Saturday, October 11, 2014

Bantaeng Industrial Park, Industri Smelter Terbesar di Dunia

3:00:00 AM

Bantaeng Industrial Park diklaim merupakan satu-satunya kawasan industri smelter modern terbesar di Indonesia. 8 perusahaan internasional sudah bersepakat dengan pemerintah daerah Bantaeng untuk membangun pabrik pengolahan dan pemurnian tersebut. Kawasan itu akan berdiri di lahan seluas 3.000 hektar dan menggunakan instalasi pembangkit listrik raksasa yang dibangun diatas lahan seluas 50 hektar. Bantaeng Industrial Park, menjadi bahan utama Indonesian Mineral Industry Opportunity & Challenge di Kementerian Perindustrian RI. Di lahan yang meliputi 3.000 hektare itu akan dibangun puluhan gedung bertingkat untuk perkantoran dan apartemen, bangunan industri, dan kawasan hutan kota. Perusahaan BUMN dari China, China Harbour Company, akan menanamkan investasi sekitar satu miliar dolar AS atau sekitar Rp 10 trilun untuk membangun kerjasama investasi dikawasan ini.

Bila industri pengolahan bijih nikel (smelter) di Kabupaten Bantaeng berhasil dipancang, Bantaeng akan menjadi daerah yang memiliki industri smelter terbesar di dunia. Lahan pembangunan industri pengolahan bijih nikel (Smelter) milik PT Titan Mineral Utama (TMU).
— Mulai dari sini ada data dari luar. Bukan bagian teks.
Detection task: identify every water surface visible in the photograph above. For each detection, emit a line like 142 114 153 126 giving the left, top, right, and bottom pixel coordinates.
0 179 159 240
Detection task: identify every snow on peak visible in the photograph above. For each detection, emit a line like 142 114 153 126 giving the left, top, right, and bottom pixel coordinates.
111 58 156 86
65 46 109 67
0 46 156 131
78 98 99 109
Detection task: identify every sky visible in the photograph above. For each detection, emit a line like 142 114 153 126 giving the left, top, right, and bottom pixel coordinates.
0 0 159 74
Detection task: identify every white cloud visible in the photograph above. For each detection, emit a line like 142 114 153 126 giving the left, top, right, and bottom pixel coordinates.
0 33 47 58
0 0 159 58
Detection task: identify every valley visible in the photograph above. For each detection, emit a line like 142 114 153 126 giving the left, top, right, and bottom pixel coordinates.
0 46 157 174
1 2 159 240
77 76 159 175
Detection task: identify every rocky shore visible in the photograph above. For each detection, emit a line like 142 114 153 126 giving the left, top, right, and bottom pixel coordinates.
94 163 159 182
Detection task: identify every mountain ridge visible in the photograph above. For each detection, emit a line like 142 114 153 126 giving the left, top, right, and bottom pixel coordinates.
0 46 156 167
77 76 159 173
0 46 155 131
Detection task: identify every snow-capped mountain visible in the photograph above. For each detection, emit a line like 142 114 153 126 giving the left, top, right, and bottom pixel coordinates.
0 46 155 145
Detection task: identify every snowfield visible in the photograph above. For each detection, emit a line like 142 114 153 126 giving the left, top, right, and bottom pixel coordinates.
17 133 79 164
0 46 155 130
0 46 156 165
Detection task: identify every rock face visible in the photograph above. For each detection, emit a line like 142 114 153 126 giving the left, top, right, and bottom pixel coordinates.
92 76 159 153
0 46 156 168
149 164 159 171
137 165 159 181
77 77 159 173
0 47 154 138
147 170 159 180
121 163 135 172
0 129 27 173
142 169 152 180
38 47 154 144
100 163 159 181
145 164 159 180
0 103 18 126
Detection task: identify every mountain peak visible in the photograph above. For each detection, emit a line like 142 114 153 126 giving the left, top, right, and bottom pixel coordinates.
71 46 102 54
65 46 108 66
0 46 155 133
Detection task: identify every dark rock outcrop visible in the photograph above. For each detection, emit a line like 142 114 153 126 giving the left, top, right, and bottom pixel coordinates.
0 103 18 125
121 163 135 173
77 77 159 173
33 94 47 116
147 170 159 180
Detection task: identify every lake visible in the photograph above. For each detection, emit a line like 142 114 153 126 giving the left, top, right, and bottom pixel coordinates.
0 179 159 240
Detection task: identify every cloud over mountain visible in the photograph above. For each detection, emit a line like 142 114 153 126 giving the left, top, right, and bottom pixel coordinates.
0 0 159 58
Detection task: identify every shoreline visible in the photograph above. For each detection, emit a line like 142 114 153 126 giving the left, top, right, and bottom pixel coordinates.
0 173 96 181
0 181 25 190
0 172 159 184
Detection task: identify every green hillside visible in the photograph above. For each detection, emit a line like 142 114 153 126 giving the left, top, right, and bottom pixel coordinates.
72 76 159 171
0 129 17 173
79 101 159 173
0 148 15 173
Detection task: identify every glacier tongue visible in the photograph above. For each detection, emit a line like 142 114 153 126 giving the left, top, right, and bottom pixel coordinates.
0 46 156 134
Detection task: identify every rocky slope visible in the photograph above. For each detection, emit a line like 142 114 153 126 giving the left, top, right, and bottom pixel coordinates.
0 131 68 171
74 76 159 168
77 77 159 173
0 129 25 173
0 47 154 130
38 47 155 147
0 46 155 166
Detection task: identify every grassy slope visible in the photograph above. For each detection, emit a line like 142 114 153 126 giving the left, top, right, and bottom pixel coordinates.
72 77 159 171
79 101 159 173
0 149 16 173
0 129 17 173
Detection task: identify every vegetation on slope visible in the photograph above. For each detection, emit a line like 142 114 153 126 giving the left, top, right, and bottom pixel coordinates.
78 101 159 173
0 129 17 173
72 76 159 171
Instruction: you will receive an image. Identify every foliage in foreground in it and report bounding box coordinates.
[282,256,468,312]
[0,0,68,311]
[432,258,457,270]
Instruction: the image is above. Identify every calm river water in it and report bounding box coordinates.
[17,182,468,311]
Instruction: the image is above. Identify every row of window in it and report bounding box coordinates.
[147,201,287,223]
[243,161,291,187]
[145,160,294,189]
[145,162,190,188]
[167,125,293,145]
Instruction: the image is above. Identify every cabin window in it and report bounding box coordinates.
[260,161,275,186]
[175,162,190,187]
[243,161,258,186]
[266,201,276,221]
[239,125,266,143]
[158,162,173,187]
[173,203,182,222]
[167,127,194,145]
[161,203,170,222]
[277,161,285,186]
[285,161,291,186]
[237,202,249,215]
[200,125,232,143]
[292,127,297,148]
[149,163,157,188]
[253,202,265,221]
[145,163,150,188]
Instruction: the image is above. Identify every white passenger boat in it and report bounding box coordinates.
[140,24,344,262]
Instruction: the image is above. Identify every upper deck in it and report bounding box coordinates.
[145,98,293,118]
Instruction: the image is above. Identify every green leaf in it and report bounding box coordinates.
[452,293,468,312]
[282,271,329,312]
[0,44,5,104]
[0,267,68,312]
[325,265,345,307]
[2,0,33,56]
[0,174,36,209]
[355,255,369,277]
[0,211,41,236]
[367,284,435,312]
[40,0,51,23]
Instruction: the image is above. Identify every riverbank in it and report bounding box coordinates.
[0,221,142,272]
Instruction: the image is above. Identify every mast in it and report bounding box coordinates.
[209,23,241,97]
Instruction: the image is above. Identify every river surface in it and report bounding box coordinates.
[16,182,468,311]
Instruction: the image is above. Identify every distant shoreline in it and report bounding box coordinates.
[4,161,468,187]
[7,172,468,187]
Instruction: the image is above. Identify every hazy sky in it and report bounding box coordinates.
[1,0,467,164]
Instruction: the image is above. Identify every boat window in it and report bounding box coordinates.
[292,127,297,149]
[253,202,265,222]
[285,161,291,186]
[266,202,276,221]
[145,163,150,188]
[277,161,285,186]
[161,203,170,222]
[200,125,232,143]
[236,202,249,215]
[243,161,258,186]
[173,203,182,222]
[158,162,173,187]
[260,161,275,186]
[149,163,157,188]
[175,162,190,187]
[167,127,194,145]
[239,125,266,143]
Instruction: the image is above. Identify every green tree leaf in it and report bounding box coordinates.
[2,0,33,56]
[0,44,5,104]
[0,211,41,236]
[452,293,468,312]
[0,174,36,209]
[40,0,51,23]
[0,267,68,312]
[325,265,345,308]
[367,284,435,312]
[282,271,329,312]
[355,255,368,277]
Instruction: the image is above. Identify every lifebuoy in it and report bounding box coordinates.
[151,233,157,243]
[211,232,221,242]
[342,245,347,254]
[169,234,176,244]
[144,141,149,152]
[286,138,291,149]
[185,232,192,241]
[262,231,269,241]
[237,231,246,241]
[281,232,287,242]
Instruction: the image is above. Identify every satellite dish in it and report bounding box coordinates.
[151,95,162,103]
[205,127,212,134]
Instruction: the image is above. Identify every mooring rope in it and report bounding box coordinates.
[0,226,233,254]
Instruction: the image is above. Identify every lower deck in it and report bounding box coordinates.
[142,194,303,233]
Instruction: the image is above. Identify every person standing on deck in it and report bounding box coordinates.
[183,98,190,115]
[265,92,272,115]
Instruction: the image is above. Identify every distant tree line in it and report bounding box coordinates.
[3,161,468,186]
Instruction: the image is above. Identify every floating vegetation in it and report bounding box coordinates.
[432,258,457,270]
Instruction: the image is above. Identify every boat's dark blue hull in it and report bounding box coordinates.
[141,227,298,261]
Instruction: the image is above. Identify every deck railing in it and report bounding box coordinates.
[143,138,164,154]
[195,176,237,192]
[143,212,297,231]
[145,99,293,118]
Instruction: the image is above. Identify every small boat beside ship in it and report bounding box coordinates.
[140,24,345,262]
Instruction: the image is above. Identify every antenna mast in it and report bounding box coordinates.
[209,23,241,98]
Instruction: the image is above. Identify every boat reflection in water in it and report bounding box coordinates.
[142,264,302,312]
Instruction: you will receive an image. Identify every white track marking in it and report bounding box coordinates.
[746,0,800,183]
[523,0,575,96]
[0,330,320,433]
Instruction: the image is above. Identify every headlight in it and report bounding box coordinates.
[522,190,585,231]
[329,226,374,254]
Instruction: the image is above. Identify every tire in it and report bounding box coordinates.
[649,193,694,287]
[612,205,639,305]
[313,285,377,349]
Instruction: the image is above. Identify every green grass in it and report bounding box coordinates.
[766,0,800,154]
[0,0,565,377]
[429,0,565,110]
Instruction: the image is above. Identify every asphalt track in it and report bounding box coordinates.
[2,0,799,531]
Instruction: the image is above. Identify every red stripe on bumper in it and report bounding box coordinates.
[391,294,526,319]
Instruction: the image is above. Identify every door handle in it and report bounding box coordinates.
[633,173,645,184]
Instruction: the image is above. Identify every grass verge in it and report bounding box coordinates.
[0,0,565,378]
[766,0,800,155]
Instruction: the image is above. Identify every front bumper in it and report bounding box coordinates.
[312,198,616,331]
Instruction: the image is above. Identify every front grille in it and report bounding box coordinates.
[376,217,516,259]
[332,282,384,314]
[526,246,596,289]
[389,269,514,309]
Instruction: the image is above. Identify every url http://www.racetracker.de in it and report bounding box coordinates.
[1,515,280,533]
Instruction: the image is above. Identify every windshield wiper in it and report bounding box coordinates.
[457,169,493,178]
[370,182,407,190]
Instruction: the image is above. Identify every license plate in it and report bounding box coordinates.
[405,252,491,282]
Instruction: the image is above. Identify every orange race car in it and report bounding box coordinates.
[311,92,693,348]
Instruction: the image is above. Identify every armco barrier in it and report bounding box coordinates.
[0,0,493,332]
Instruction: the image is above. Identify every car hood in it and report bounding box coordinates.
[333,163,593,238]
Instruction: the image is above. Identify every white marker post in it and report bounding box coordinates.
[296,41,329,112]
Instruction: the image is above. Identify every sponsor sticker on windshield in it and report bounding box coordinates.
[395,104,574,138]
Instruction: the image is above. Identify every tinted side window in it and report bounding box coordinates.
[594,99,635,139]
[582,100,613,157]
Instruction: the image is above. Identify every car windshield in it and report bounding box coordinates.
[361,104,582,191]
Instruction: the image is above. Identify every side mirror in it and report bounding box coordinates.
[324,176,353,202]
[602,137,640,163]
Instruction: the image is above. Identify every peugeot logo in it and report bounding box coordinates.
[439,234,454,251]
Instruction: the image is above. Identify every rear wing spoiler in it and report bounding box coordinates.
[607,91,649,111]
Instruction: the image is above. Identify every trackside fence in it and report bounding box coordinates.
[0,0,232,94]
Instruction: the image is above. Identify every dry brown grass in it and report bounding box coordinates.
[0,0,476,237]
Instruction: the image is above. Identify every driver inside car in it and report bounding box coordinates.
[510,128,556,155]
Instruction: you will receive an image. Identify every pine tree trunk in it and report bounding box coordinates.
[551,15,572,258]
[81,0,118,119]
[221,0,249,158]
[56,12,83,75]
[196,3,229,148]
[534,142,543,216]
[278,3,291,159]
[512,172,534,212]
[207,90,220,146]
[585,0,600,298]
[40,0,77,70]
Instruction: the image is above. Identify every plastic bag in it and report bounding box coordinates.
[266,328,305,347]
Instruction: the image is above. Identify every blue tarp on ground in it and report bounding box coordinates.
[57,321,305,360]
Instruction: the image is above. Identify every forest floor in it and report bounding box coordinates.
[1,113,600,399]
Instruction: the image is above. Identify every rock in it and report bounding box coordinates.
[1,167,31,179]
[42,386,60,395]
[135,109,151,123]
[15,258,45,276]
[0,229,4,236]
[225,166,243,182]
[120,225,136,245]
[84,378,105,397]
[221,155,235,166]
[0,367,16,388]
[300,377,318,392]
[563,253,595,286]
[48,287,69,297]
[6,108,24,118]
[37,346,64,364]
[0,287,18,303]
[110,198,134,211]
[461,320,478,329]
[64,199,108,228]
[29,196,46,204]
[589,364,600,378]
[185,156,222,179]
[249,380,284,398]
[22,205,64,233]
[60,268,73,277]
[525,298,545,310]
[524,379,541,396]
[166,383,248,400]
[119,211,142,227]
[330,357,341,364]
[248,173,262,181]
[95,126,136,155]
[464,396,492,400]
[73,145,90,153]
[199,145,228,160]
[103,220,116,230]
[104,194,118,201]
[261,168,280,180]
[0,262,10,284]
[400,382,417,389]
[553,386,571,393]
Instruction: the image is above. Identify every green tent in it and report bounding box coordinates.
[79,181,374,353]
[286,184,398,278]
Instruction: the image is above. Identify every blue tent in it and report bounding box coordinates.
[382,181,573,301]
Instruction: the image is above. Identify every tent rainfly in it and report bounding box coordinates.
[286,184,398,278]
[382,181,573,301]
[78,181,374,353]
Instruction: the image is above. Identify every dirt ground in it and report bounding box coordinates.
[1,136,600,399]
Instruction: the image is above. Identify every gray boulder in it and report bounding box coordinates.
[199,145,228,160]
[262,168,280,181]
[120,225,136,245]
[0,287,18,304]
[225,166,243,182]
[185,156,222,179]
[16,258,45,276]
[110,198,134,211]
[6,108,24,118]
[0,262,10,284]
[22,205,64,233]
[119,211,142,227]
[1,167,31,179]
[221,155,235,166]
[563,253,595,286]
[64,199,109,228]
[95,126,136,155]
Bupati melihat dari dekat pengurukan lahan seluas 128 Ha di Desa Borongloe, Kecamatan Pa’jukukang. Tercatat ada 8 pabrik smelter pengolahan nikel sedang dibangun semuanya dari investor China, mereka membangun 1 smelter dengan dana US$ 300 juta, tahun depan akan selesai 4 smelter dan 4 lainnya selesai pada 2016. Bila beroperasi dalam satu kawasan, diperkirakan total kapasitas produksi smelter Tiongkok ini akan mencapai 50 juta ton per tahun, dan diperkirakan akan menjadi smelter terbesar yang ada di Dunia.

PT. Biidznillah Tambang Nusantara (BTN) Power dan China Machinery Engineering Corporation (CMEC) juga telah menjalin kerjasama untuk membangun pembangkit listrik tenaga uap (PLTU) berkapasitas 2×300 MW di kawasan industri ini. Proyek kerjasama ini juga melibatkan perusahaan lokal yakni Bantaeng Sigma Energi (BSE). Kerja sama tersebut ditandai dengan penandatangan Memorandum of Agreement (MoA) oleh ketiga perusahaan tersebut di jakarta. Proyek pembangkit listrik tenaga uap tersebut diperkirakan membutuhkan kucuran dana investasi sebesar US$ 1,1 miliar. Proyek ini direncanakan selesai pada tahun 2017, dengan fokus utama untuk mencukupi kebutuhan delapan smelter yang akan dibangun di kawasan industri tersebut. Kapasitas listrik 600 Megawatt yang dihasilkan oleh proyek ini diharapkan mampu mendukung penyediaan listrik di Sulawesi Selatan.

Perusahaan Teknologi Informasi (IT) Amerika Serikat, Intergraph juga telah menawarkan jasa pemanfaatan teknologi IT untuk mendukung operasional pembangunan Bantaeng Industrial Park (BIP) ini. Berbagai jenis aplikasi IT yang mutakhir diterapkan pada pembangunan kawasan industri tersebut agar mudah dikontrol, berdasarkan uraian Enginer Manager Intergraph, Ray Howarth ketika memperkenalkan teknologi perusahaan tersebut di Kantor Bupati Bantaeng. Dalam penawaran kerjasama ini, aplikasi desain teknologi diterapkan hingga sistem process safety sehingga memudahkan pengelola kawasan BIP melakukan kontrol pengawasan dan manajemen sejak awal pembangunan hingga berjalannya manajemen.